Star

Building on aarch64 and running tests

Hello!
First I was trying to build nebulagraph on 4GB Raspberry Pi 4 and selected the latest branch looking like stable from github. It was 1.2.0. However there were issues - cmake was downloading some x86_64 (prebuilt?) stuff instead of aarch64. Fortunately I was more successful with master branch - it compiled successfully from the first time.

However I’m a bit stuck with running tests. They tell me:

         69 - query_engine_test (Failed)
         71 - data_test (Failed)
         76 - delete_vertices_sentence_test (Failed)
         78 - update_test (Failed)
         84 - index_test (Failed)
        109 - checkpoint_test (Failed)

I’m building and running inside of docker container which has all dependencies mentioned in a building manual.
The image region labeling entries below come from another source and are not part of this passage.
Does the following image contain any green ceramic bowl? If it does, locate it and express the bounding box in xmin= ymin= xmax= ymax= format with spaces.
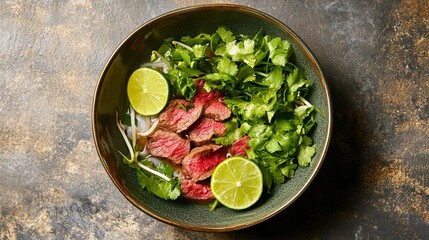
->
xmin=92 ymin=4 xmax=332 ymax=232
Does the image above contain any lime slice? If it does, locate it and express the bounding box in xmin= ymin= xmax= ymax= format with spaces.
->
xmin=127 ymin=67 xmax=170 ymax=116
xmin=210 ymin=157 xmax=263 ymax=210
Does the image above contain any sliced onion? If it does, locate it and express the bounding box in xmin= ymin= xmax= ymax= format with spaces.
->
xmin=130 ymin=107 xmax=137 ymax=148
xmin=116 ymin=112 xmax=134 ymax=163
xmin=137 ymin=162 xmax=171 ymax=182
xmin=136 ymin=114 xmax=151 ymax=132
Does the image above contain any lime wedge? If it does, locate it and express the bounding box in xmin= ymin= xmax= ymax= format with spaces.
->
xmin=127 ymin=67 xmax=170 ymax=116
xmin=210 ymin=157 xmax=263 ymax=210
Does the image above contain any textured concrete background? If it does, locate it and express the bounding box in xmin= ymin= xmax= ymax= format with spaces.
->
xmin=0 ymin=0 xmax=429 ymax=239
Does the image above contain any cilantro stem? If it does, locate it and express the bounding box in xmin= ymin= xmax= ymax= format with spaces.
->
xmin=255 ymin=71 xmax=268 ymax=77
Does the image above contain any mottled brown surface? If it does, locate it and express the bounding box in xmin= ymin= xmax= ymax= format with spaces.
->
xmin=0 ymin=0 xmax=429 ymax=239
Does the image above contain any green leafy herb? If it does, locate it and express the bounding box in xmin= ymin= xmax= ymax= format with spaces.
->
xmin=130 ymin=26 xmax=317 ymax=199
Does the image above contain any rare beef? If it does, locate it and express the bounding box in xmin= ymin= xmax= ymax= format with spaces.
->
xmin=204 ymin=101 xmax=231 ymax=121
xmin=159 ymin=99 xmax=204 ymax=133
xmin=194 ymin=80 xmax=222 ymax=107
xmin=180 ymin=176 xmax=214 ymax=201
xmin=229 ymin=136 xmax=250 ymax=157
xmin=147 ymin=130 xmax=191 ymax=164
xmin=182 ymin=144 xmax=226 ymax=181
xmin=189 ymin=117 xmax=226 ymax=146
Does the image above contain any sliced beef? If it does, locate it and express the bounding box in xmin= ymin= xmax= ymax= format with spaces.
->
xmin=159 ymin=99 xmax=204 ymax=133
xmin=229 ymin=136 xmax=250 ymax=157
xmin=204 ymin=101 xmax=231 ymax=121
xmin=194 ymin=80 xmax=222 ymax=107
xmin=189 ymin=117 xmax=226 ymax=146
xmin=147 ymin=130 xmax=191 ymax=164
xmin=180 ymin=176 xmax=214 ymax=201
xmin=182 ymin=144 xmax=226 ymax=181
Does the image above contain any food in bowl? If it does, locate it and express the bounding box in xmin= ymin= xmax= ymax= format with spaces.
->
xmin=116 ymin=26 xmax=316 ymax=210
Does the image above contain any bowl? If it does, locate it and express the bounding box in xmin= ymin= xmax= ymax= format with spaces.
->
xmin=92 ymin=4 xmax=332 ymax=232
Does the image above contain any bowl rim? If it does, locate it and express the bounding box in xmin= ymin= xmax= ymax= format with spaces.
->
xmin=91 ymin=3 xmax=333 ymax=232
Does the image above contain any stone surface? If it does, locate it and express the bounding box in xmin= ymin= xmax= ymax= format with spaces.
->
xmin=0 ymin=0 xmax=429 ymax=239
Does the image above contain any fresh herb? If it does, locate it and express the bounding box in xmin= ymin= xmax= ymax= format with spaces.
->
xmin=154 ymin=27 xmax=316 ymax=191
xmin=118 ymin=27 xmax=317 ymax=200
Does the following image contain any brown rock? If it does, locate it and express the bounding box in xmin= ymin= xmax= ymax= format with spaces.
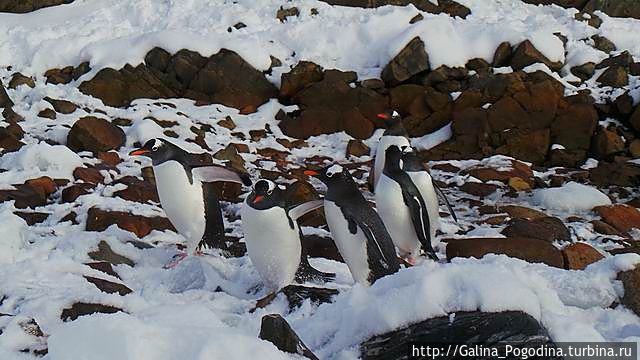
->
xmin=60 ymin=302 xmax=122 ymax=321
xmin=591 ymin=128 xmax=624 ymax=159
xmin=347 ymin=139 xmax=371 ymax=157
xmin=502 ymin=217 xmax=571 ymax=242
xmin=511 ymin=40 xmax=563 ymax=71
xmin=596 ymin=66 xmax=629 ymax=88
xmin=9 ymin=73 xmax=36 ymax=89
xmin=617 ymin=267 xmax=640 ymax=316
xmin=382 ymin=37 xmax=429 ymax=86
xmin=86 ymin=207 xmax=175 ymax=238
xmin=280 ymin=61 xmax=323 ymax=99
xmin=67 ymin=116 xmax=126 ymax=153
xmin=43 ymin=96 xmax=78 ymax=114
xmin=447 ymin=238 xmax=564 ymax=268
xmin=562 ymin=243 xmax=604 ymax=270
xmin=83 ymin=276 xmax=133 ymax=296
xmin=593 ymin=204 xmax=640 ymax=233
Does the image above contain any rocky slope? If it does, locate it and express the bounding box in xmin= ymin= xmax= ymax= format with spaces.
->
xmin=0 ymin=0 xmax=640 ymax=359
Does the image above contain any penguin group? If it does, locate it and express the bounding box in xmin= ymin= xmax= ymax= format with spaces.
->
xmin=130 ymin=111 xmax=457 ymax=310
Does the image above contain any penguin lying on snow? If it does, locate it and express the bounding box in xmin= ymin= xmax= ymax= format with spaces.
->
xmin=129 ymin=139 xmax=251 ymax=268
xmin=240 ymin=179 xmax=335 ymax=310
xmin=305 ymin=165 xmax=400 ymax=285
xmin=375 ymin=145 xmax=440 ymax=265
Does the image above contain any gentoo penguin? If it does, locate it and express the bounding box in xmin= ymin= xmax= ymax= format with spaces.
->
xmin=129 ymin=139 xmax=251 ymax=268
xmin=371 ymin=111 xmax=411 ymax=191
xmin=305 ymin=164 xmax=400 ymax=285
xmin=240 ymin=179 xmax=335 ymax=309
xmin=375 ymin=145 xmax=440 ymax=265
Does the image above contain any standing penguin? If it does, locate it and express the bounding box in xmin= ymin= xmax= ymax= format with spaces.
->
xmin=375 ymin=145 xmax=440 ymax=265
xmin=305 ymin=164 xmax=400 ymax=285
xmin=370 ymin=111 xmax=411 ymax=191
xmin=240 ymin=179 xmax=335 ymax=308
xmin=129 ymin=139 xmax=251 ymax=268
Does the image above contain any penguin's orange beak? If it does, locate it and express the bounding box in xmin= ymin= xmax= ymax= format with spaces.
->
xmin=129 ymin=149 xmax=151 ymax=156
xmin=253 ymin=195 xmax=264 ymax=204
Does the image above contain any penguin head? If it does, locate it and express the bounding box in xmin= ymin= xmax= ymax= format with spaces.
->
xmin=247 ymin=179 xmax=281 ymax=209
xmin=129 ymin=139 xmax=184 ymax=165
xmin=304 ymin=164 xmax=353 ymax=186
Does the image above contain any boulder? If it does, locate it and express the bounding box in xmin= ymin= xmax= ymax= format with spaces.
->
xmin=593 ymin=204 xmax=640 ymax=233
xmin=60 ymin=302 xmax=122 ymax=321
xmin=86 ymin=207 xmax=175 ymax=238
xmin=382 ymin=37 xmax=429 ymax=86
xmin=67 ymin=116 xmax=126 ymax=153
xmin=618 ymin=266 xmax=640 ymax=316
xmin=502 ymin=216 xmax=571 ymax=242
xmin=511 ymin=40 xmax=563 ymax=71
xmin=447 ymin=237 xmax=564 ymax=268
xmin=258 ymin=314 xmax=318 ymax=360
xmin=562 ymin=243 xmax=604 ymax=270
xmin=360 ymin=311 xmax=562 ymax=360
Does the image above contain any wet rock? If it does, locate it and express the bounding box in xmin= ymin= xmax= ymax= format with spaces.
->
xmin=281 ymin=285 xmax=338 ymax=309
xmin=276 ymin=6 xmax=300 ymax=22
xmin=591 ymin=128 xmax=625 ymax=159
xmin=360 ymin=311 xmax=561 ymax=360
xmin=593 ymin=204 xmax=640 ymax=233
xmin=86 ymin=207 xmax=175 ymax=238
xmin=280 ymin=61 xmax=323 ymax=99
xmin=88 ymin=240 xmax=135 ymax=270
xmin=447 ymin=237 xmax=564 ymax=268
xmin=0 ymin=0 xmax=73 ymax=13
xmin=511 ymin=40 xmax=563 ymax=71
xmin=570 ymin=62 xmax=596 ymax=80
xmin=596 ymin=66 xmax=629 ymax=88
xmin=502 ymin=217 xmax=571 ymax=242
xmin=562 ymin=243 xmax=604 ymax=270
xmin=9 ymin=73 xmax=36 ymax=89
xmin=258 ymin=314 xmax=318 ymax=360
xmin=591 ymin=35 xmax=616 ymax=53
xmin=67 ymin=116 xmax=126 ymax=153
xmin=43 ymin=96 xmax=78 ymax=114
xmin=347 ymin=139 xmax=371 ymax=157
xmin=382 ymin=37 xmax=429 ymax=86
xmin=60 ymin=302 xmax=122 ymax=321
xmin=618 ymin=267 xmax=640 ymax=316
xmin=83 ymin=276 xmax=133 ymax=296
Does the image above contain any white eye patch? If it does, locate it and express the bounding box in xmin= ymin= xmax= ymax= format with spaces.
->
xmin=327 ymin=164 xmax=342 ymax=177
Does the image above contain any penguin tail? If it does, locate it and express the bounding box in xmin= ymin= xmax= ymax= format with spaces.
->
xmin=295 ymin=256 xmax=336 ymax=283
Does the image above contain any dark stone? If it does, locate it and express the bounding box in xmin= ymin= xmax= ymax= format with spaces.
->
xmin=360 ymin=311 xmax=562 ymax=360
xmin=258 ymin=314 xmax=318 ymax=360
xmin=382 ymin=37 xmax=429 ymax=86
xmin=447 ymin=237 xmax=564 ymax=269
xmin=83 ymin=276 xmax=133 ymax=296
xmin=60 ymin=302 xmax=122 ymax=321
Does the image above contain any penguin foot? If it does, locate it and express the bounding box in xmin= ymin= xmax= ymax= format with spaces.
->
xmin=162 ymin=252 xmax=187 ymax=269
xmin=249 ymin=292 xmax=278 ymax=313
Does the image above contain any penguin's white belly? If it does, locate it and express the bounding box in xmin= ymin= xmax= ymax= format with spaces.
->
xmin=407 ymin=171 xmax=440 ymax=248
xmin=373 ymin=135 xmax=411 ymax=190
xmin=324 ymin=200 xmax=371 ymax=285
xmin=240 ymin=202 xmax=302 ymax=291
xmin=375 ymin=174 xmax=421 ymax=256
xmin=153 ymin=160 xmax=206 ymax=253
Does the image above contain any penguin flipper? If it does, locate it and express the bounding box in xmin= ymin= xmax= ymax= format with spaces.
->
xmin=191 ymin=166 xmax=251 ymax=185
xmin=289 ymin=200 xmax=324 ymax=221
xmin=402 ymin=190 xmax=438 ymax=261
xmin=431 ymin=178 xmax=458 ymax=222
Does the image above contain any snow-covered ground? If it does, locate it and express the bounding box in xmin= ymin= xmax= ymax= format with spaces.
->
xmin=0 ymin=0 xmax=640 ymax=360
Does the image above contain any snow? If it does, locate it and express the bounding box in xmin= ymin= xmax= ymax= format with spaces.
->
xmin=533 ymin=181 xmax=611 ymax=212
xmin=0 ymin=142 xmax=82 ymax=188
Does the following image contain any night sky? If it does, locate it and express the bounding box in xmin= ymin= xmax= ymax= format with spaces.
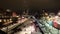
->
xmin=0 ymin=0 xmax=60 ymax=10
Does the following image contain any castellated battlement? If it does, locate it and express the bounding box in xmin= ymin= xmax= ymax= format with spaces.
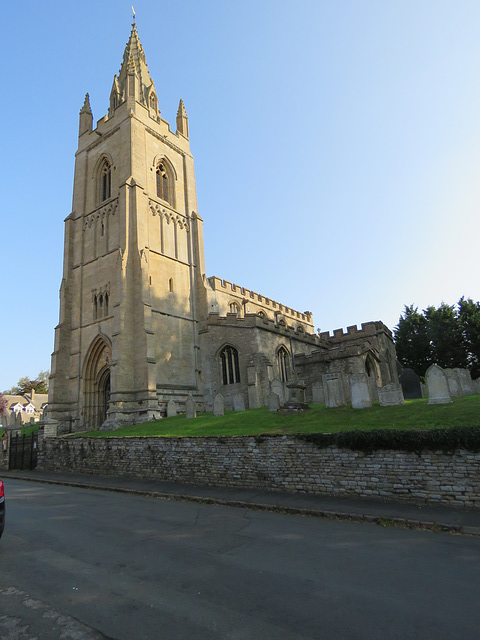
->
xmin=319 ymin=321 xmax=393 ymax=343
xmin=207 ymin=313 xmax=323 ymax=346
xmin=208 ymin=276 xmax=312 ymax=324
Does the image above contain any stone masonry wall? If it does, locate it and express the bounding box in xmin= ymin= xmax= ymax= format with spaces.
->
xmin=39 ymin=436 xmax=480 ymax=507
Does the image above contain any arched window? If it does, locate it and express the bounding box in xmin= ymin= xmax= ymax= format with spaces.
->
xmin=100 ymin=158 xmax=112 ymax=202
xmin=220 ymin=345 xmax=240 ymax=384
xmin=157 ymin=162 xmax=172 ymax=204
xmin=277 ymin=347 xmax=290 ymax=382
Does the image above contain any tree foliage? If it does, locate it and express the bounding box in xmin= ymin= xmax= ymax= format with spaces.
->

I thought: okay it’s probably either aarch64 or docker issue and build master on x86_64 using the same docker image as I’ve created for aarch64. And there are also failing tests:

         69 - query_engine_test (Failed)
         71 - data_test (Failed)
         78 - update_test (Failed)

Running tests outside docker on x86_64 turns into failing slightly different test list:

         14 - network_utils_test (Failed)
         71 - data_test (Failed)
         78 - update_test (Failed)

Revisions master branch used for building:
b7582e28fc31528aa0104ad15c9dfd58b5dd4799
both for aarch64 and x86_64.

BTW there are lots of publications and discussions about v2 rc but I didn’t find any branches or tags containing 2.0 at github. Moreover I event don’t know which version I was building - ./bin/nebula --version prints just a git revision

Thanks for your questions!
The query_engine_test /the data_test/update_test test failed, maybe because the test includes the timezone test, the test data use the fixed timezone, so it the test environment’s timezone is not +08:00, it will check failed.

Could you provide the error log of other failed tests? You can run the failed test, and it will print the error test.
such as

./bin/test/network_utils_test

Hm, today running on aarch64 (+ inside of docker container) gives me less failures, quite strange:
69 - query_engine_test (Failed)
71 - data_test (Failed)
78 - update_test (Failed)
84 - index_test (Failed)

Detailed:
> bin/test/query_engine_test
[ FAILED ] 3 tests, listed below:
[ FAILED ] SchemaTest.issue2009
[ FAILED ] SchemaIssue1987/SchemaTestIssue1987.issue1987/0, where GetParam() = “TAG”
[ FAILED ] SchemaIssue1987/SchemaTestIssue1987.issue1987/1, where GetParam() = “EDGE”
> bin/test/data_test
[ FAILED ] 2 tests, listed below:
[ FAILED ] DataTest.InsertTest
[ FAILED ] DataTest.InsertWithDefaultValueTest
> bin/test/update_test
[ FAILED ] 1 test, listed below:
[ FAILED ] UpsertTest.EdgeNotExists
> bin/test/index_test
[ PASSED ] 8 tests. // WHAT ??? :slight_smile:

Running ctest without -j4 really produces only 3 suite errors - index_text is now ok.
Maybe it failed with -j4 because of lack of memory for example.

Thank you for your reply. DATA_TEST and UPDATE_TEST failed because of timezone problem. However, the query_engine_test is not due to the time zone. I will test it locally.

Really after propagating TZ=Asia/Shanghai into docker container all tests except query_engine_test are now passing. I’ll try to pull latest changes and rebuild.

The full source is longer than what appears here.